This file is the deliverable for the first Exercise of the course 194.077 Applied Deep Learning from TU Wien: https://tiss.tuwien.ac.at/course/courseDetails.xhtml?dswid=4761&dsrid=925&courseNr=194077&semester=2019W
My project aims to be a three dimensional generative adversarial network (GAN) for generating voxel models, using a three dimensional capsule network. CNNs are quite good when it comes to detecting features, but they do not take the part-to-whole-relation into account. The following picture illustrates this:
Source: https://towardsdatascience.com/capsule-networks-the-new-deep-learning-network-bd917e6818e8
This picture looks somewhat like a face, but more like an abstract painting, than an actual face. All of the features required for a face are there, but their alignment is odd, so are their relative sizes. For two dimensional settings this is not optimal, but the results of CNNs are still good enough, so it is not a problem. In three dimensional settings, this is different: spatial arrangements are more important, due to the extra dimension, especially when generating models.
Capsule networks were introduced by Geoffrey Hinton, who is not pleased with the pooling operations in CNNs:
The pooling operation used in convolutional neural networks is a big mistake and the fact that it works so well is a disaster. (Source)
They are a relatively new concept, but they have been used for GANs and for 3D data. To the best of my knowledge, this is the first attemt to use a GAN with a capsule network to generate a voxel model.
Machine learning with 3D objects or scenes is a relatively new area, therefore there is not as much annotated data available as for image recognition. Luckily in recent years this started to change, here you can find a good overview of available datasets.

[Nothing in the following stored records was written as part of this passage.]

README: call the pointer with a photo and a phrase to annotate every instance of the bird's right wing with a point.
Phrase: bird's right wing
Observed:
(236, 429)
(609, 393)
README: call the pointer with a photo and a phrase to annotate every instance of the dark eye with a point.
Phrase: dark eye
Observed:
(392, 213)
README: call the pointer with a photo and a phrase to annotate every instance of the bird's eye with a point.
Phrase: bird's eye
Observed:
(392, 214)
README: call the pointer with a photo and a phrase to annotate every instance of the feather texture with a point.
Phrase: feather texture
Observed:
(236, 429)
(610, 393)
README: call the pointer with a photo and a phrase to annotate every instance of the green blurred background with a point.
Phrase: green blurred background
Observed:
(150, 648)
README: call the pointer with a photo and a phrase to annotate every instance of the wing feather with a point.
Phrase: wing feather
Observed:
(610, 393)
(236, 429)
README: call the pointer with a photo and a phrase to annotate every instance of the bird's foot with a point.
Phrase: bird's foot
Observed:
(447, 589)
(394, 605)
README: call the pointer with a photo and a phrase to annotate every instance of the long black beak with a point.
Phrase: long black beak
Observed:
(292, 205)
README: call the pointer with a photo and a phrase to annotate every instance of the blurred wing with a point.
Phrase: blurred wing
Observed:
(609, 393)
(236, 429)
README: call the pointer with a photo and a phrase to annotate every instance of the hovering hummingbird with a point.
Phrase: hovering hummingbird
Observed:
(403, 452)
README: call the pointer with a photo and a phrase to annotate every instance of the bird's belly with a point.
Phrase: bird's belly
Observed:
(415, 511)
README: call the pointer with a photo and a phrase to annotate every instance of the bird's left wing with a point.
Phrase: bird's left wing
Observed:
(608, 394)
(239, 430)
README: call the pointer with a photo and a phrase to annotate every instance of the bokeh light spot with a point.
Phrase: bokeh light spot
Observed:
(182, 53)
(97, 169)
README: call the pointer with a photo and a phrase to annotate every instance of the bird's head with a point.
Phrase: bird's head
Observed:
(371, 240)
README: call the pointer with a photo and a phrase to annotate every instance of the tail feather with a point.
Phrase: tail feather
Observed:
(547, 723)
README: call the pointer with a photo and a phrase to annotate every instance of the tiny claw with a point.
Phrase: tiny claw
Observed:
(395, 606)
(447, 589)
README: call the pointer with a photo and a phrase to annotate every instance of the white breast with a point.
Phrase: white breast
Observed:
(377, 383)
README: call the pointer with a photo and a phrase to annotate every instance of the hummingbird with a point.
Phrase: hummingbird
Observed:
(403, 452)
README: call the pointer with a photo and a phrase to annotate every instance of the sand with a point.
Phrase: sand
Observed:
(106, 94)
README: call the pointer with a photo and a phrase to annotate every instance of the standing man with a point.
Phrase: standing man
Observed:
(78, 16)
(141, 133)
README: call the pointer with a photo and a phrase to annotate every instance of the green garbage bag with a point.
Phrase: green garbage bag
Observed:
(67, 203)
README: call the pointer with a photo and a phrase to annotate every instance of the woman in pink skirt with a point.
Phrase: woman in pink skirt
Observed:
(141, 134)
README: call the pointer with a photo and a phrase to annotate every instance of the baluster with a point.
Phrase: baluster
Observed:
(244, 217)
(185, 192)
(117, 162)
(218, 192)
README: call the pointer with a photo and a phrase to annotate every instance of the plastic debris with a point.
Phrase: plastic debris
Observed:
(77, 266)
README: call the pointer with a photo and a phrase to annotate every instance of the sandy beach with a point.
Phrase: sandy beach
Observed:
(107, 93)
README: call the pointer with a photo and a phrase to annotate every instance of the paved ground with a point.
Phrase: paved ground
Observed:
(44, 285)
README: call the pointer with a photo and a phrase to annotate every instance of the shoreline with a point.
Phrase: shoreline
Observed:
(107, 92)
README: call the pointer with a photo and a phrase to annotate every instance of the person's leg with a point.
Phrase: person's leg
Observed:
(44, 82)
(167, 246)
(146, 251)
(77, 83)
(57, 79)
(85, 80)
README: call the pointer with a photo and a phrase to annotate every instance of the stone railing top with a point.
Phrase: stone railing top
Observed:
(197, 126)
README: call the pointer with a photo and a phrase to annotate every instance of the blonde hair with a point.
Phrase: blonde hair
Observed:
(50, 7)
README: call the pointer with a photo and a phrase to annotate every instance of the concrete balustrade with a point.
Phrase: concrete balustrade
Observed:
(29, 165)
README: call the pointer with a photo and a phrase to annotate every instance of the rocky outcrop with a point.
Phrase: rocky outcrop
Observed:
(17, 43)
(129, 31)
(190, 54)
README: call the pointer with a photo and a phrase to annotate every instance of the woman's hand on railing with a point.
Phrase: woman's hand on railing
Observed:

The dataset of my choice is ModelNet40, it consits of 12311 models from 40 categories. The models are polygon meshes and therefore I have to convert them into voxel models first. I'll do this using PyMesh, alternatively I could use binvox together with Gmsh. I was thinking of setting the grid of voxels to 64x64x64, as a compromise between computational effort and quality of the results, but this might be subject to change.
Bring your own method.
Task | Hours |
---|---|
Getting familiar with the data / used libraries | 10 |
In-depth reading of related publications | 10 |
Coding of solution | 25 |
Creating presentation of results | 10 |
- Sabour, Sara, Nicholas Frosst, and Geoffrey E. Hinton. "Dynamic routing between capsules." Advances in neural information processing systems. 2017.
- Jaiswal, Ayush, et al. "Capsulegan: Generative adversarial capsule network." Proceedings of the European Conference on Computer Vision (ECCV). 2018.
- Cheraghian, Ali, and Lars Petersson. "3DCapsule: Extending the Capsule Architecture to Classify 3D Point Clouds." 2019 IEEE Winter Conference on Applications of Computer Vision (WACV). IEEE, 2019.
- Wu, Jiajun, et al. "Learning a probabilistic latent space of object shapes via 3d generative-adversarial modeling." Advances in neural information processing systems. 2016.
- Brock, Andrew, et al. "Generative and discriminative voxel modeling with convolutional neural networks." arXiv preprint arXiv:1608.04236 (2016).
- PyTorch implementation of capsule networks by @gram-ai
- TensorFlow implementation of a GAN using capsule networks by @gusgad
- PyTorch implementation of 3D Point Capsule Networks by @yongheng1991
- Theano implementation of Voxel-Based Variational Autoencoders by @ajbrock
- General resources about 3D machine learining by @timzhang642
I am aware, that I might bite off more than I can chew, but whatever the final result will be, the journey is its own reward 😃